A native of Cleveland, Ohio, born to parents Theodore and Gertrude, Friedman grew up in Bay City, Michigan. He graduated from the University of Michigan, and completed a doctorate at Yale University in 1963. Friedman began teaching at Yale, and later joined the faculties of the University of Rochester, and Virginia Tech. In 1977, he was elected a fellow of the Econometric Society. Friedman moved to the University of North Carolina at Chapel Hill in 1985, and was named Kenan Professor of Economics. He held the professorship until retirement in 2001.

The famed game theorist Robert Axelrod in his book The Evolution of Cooperation, named the unforgiving strategy for repeated prisoner's dilemma known as Grim trigger calling it "Friedman" following an article by Friedman about this strategy. According to the Grim trigger strategy, once the other side defected the player responds with continued defecting forever, "in retaliation", thus "pulling the trigger" of this trigger strategy.

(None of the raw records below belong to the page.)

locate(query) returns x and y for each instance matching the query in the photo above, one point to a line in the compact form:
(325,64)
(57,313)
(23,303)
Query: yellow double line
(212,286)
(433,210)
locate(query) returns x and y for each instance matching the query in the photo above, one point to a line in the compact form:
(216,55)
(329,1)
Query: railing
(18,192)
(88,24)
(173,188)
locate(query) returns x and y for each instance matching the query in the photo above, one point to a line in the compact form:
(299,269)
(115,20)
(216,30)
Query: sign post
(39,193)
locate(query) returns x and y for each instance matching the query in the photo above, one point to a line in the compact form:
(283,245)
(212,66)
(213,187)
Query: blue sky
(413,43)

== Scientific Books and papers ==
- A Non-cooperative Equilibrium for Supergames - Friedman's article about Grim trigger on JSTOR published in The Review of Economic Studies Vol. 38, No. 1 (Jan., 1971), pp. 1–12 (12 pages), Oxford University Press
- James W Friedman's books on the WorldCat world library catalog
- An Experiment in Noncooperative Oligopoly, JAI Press, Greenwich, Connecticut, 1980, reprinted 5 times. (on WorldCat)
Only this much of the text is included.